Why is the speed of language models in finding vulnerabilities a cause for concern?
-The speed at which language models can find vulnerabilities is concerning because, as they continue to improve, attackers can exploit these models to discover and exploit zero-day vulnerabilities at an unprecedented rate. This could lead to a situation where defenders are overwhelmed by the sheer volume of vulnerabilities that need to be addressed.
What does the speaker mean by the 'exponential' growth of language models?
-The 'exponential' growth refers to the rapid and consistent improvement in the capabilities of language models. The speaker highlights that models released in the past few months have been able to find vulnerabilities that older models could not, and this improvement is expected to continue at an accelerating pace.
What does the speaker suggest is necessary to address the risks posed by language models in security?
-The speaker urges the community to act quickly and contribute to securing these technologies, as the potential for misuse is high.

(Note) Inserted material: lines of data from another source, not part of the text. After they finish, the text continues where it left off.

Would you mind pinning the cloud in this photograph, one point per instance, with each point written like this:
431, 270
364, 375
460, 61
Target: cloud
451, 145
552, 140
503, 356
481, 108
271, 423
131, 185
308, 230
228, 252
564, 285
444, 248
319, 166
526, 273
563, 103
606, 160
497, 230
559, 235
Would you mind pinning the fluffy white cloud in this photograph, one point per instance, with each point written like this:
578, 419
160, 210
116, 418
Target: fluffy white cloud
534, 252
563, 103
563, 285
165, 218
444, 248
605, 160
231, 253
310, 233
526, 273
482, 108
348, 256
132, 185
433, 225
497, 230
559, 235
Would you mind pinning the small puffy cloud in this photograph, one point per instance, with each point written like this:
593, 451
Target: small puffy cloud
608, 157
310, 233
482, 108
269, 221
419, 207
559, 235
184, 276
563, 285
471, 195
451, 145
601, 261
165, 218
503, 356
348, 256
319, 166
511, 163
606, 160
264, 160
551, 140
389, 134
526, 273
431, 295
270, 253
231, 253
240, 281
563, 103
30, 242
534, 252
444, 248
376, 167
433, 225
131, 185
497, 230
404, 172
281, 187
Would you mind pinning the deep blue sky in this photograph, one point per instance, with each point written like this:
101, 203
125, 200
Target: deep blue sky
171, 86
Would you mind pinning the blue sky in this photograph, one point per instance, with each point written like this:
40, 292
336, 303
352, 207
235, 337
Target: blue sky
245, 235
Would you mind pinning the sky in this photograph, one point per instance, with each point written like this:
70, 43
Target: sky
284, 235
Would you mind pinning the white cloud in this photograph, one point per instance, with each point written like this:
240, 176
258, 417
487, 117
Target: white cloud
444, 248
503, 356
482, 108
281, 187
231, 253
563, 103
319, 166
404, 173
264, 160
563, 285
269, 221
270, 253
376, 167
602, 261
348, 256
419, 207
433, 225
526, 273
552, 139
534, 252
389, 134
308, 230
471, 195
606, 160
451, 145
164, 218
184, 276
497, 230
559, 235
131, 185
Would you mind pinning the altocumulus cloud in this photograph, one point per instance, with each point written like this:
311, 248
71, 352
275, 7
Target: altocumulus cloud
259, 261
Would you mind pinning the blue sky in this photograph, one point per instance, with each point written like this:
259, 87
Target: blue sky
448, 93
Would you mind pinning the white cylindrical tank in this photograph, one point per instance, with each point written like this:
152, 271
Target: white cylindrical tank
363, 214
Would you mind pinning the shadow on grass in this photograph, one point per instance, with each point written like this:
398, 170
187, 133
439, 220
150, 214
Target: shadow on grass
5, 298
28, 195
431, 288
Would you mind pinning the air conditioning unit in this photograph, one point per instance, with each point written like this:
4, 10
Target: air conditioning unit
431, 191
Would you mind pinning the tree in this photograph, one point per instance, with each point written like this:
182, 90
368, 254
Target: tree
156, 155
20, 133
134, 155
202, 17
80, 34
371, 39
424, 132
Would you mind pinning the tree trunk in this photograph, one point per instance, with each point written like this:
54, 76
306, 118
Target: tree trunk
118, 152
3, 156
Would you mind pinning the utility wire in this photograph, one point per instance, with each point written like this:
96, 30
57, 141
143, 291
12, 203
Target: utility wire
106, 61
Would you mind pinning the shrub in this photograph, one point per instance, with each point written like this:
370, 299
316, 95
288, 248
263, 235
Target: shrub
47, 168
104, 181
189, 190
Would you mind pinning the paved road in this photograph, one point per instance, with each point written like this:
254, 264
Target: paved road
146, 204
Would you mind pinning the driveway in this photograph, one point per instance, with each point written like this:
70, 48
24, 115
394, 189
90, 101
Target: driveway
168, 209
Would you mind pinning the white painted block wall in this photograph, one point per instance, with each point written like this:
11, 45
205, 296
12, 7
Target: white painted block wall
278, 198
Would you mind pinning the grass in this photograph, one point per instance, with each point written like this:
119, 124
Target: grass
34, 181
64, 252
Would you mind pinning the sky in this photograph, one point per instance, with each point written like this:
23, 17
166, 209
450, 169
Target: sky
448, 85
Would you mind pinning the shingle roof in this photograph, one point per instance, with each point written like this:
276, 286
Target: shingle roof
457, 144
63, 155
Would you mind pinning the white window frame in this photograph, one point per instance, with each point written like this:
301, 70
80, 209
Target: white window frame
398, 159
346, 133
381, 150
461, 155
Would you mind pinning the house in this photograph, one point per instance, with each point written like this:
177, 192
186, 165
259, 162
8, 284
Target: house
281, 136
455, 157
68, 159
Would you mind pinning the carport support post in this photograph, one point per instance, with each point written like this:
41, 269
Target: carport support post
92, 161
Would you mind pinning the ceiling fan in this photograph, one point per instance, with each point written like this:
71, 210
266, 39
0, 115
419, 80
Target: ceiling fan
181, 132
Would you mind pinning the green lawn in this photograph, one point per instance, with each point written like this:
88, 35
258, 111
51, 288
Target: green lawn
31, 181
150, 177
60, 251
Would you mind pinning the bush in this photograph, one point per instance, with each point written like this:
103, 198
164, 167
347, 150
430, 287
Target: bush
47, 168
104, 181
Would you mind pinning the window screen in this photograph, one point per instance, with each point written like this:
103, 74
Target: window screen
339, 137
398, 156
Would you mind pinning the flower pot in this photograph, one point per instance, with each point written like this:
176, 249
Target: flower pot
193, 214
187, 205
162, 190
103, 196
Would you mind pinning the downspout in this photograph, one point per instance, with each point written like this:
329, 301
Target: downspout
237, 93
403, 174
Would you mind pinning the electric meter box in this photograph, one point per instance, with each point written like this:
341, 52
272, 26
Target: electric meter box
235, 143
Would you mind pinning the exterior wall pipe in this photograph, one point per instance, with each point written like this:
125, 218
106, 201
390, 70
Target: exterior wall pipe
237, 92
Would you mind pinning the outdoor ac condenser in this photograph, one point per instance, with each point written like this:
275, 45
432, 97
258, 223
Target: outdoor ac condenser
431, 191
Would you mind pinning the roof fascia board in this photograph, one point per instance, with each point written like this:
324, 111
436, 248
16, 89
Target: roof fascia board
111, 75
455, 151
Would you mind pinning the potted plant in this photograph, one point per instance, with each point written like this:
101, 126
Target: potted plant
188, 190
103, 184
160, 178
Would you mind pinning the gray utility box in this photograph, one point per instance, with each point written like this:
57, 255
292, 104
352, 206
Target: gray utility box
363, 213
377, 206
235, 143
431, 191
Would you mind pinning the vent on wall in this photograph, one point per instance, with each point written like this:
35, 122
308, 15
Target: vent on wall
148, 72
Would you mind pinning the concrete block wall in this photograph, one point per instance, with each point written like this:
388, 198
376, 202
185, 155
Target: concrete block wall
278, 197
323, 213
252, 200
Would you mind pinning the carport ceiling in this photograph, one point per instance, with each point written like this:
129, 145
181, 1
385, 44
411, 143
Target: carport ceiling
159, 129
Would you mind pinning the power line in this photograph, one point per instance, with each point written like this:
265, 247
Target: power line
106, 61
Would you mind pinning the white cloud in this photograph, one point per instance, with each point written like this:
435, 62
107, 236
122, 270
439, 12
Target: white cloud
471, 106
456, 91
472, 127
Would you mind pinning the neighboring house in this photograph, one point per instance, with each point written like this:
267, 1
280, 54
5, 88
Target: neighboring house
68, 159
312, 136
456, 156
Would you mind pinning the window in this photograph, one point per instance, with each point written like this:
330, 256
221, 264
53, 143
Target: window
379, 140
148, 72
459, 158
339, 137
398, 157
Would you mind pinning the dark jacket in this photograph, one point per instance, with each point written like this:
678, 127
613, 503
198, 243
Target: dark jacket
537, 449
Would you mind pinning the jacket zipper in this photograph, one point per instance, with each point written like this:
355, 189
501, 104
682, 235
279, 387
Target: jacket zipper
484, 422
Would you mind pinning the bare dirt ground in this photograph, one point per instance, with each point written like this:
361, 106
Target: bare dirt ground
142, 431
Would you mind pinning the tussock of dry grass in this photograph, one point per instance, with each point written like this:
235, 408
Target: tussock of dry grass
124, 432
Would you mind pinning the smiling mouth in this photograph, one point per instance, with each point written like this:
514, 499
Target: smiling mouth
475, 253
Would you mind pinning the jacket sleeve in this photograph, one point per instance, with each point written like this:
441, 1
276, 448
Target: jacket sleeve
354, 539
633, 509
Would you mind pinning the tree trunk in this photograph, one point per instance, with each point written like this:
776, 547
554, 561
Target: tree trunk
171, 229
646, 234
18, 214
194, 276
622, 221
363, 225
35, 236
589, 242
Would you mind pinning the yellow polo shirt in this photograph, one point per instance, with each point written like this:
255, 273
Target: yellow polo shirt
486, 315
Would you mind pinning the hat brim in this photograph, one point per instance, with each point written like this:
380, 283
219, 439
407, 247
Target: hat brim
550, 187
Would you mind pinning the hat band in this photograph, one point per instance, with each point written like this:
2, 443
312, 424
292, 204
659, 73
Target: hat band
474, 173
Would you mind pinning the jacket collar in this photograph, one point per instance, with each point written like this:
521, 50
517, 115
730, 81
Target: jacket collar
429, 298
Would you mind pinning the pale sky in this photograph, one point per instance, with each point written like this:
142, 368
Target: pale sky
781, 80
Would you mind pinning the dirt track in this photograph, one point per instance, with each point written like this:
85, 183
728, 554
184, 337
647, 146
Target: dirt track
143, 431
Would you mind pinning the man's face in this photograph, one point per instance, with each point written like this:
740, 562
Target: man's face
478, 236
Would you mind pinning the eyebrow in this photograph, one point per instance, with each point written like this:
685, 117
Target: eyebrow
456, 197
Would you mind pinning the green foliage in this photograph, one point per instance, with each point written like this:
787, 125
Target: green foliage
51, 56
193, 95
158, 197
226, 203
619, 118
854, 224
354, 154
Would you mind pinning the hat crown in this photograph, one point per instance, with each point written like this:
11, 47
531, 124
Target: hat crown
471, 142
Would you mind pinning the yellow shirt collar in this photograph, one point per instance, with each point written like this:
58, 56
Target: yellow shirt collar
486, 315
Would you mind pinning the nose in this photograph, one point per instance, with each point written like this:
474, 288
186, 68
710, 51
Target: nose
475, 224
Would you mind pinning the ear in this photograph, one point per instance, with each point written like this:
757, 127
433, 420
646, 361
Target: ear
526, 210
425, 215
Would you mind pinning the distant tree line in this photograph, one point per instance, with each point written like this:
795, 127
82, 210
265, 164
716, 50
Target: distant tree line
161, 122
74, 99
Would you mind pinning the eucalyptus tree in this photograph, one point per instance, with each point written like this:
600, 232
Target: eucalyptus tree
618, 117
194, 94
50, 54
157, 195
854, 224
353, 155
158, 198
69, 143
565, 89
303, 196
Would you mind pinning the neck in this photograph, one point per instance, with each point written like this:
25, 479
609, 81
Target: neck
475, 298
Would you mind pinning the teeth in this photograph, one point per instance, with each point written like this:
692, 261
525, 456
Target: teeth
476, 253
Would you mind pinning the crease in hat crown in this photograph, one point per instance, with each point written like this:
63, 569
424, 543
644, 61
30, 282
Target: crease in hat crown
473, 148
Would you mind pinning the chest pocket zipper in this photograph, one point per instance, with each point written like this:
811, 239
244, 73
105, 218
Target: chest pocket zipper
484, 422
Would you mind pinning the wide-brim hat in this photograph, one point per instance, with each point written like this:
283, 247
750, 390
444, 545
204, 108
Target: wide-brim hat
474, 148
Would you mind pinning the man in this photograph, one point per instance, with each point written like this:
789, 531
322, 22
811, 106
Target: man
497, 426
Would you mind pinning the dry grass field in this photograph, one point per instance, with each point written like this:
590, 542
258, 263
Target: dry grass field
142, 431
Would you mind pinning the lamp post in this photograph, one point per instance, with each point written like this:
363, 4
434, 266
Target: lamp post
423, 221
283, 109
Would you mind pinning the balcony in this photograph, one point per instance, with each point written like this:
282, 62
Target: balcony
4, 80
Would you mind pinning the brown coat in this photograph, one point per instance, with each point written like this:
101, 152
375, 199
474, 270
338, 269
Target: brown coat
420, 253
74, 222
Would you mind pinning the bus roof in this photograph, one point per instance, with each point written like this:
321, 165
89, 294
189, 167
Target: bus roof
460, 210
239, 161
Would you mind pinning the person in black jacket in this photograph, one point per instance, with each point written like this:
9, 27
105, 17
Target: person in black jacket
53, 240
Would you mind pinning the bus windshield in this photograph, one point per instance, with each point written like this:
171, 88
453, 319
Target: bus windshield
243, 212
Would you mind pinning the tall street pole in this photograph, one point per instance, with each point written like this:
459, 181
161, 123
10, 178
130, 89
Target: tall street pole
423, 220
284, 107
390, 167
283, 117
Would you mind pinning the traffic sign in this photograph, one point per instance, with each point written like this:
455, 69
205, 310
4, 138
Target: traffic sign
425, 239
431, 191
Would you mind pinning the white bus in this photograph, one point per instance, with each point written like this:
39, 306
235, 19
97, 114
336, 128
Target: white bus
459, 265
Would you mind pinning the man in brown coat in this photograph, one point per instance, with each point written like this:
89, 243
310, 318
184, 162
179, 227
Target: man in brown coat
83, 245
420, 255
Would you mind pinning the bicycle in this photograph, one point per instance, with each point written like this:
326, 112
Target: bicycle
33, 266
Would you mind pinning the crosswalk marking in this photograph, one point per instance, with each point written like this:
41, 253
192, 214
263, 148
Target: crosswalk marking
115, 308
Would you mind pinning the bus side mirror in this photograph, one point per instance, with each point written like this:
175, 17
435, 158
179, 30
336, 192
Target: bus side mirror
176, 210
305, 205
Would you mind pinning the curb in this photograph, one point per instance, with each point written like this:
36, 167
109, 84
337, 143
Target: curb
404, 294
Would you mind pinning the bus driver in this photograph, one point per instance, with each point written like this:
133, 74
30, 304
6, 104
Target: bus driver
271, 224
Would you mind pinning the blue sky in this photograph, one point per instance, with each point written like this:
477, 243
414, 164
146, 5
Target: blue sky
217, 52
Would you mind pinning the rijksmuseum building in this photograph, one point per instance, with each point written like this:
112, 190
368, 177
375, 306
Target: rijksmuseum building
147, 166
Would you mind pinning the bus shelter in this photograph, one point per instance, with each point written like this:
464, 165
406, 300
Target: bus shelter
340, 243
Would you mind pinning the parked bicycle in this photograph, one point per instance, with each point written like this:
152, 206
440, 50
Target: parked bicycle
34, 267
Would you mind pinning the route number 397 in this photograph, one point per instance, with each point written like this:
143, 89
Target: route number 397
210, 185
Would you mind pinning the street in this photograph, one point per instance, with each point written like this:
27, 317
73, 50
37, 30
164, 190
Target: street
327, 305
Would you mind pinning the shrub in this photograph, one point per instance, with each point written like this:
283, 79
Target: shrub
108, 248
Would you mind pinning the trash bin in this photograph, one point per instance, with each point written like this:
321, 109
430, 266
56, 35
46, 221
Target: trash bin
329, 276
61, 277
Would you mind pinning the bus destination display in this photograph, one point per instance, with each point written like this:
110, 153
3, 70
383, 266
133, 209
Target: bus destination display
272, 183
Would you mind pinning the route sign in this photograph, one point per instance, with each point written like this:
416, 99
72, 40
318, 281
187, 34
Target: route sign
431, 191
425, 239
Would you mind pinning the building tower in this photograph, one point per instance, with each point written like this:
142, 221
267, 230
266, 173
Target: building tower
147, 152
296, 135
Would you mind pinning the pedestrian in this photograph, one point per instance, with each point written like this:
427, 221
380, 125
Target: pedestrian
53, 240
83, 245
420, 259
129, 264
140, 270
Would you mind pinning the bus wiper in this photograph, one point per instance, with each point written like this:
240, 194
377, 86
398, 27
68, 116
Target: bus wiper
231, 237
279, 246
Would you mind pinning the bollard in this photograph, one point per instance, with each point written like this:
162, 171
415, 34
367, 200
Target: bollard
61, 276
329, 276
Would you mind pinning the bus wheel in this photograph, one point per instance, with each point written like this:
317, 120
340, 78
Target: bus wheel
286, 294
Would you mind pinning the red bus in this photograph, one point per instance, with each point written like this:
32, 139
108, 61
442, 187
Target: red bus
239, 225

They call for more people to help find and mitigate vulnerabilities before malicious actors can exploit them, stressing that waiting too long could have disastrous consequences.
How do language models find vulnerabilities, according to the speaker?
-Language models, such as Claude from Anthropic, are able to autonomously analyze software, identify potential vulnerabilities, and report them. The process involves running the model in a controlled environment, instructing it to find vulnerabilities, and then reviewing the reports generated by the model, which often highlight severe issues.
What is the dual-use nature of language models in security, as explained in the talk?
-The dual-use nature of language models refers to the fact that they can be used for both defensive and offensive purposes. While they can help security researchers find and fix vulnerabilities, they can also be misused by malicious actors to exploit these same vulnerabilities. This presents a challenge in how to regulate and safeguard their use.
What specific vulnerability did the speaker demonstrate in the Ghost content management system?
-The speaker demonstrated a blind SQL injection vulnerability in the Ghost CMS, where an attacker could exploit the system to gain access to sensitive information like credentials and API keys, even without authentication.
What does the speaker mean by 'the transitionary period' in cybersecurity?
-The 'transitionary period' refers to the current phase where language models are rapidly improving, but the defensive mechanisms to counteract them are not yet fully developed. The speaker is particularly concerned about this period, as it is when vulnerabilities may be exploited more easily by both defenders and attackers.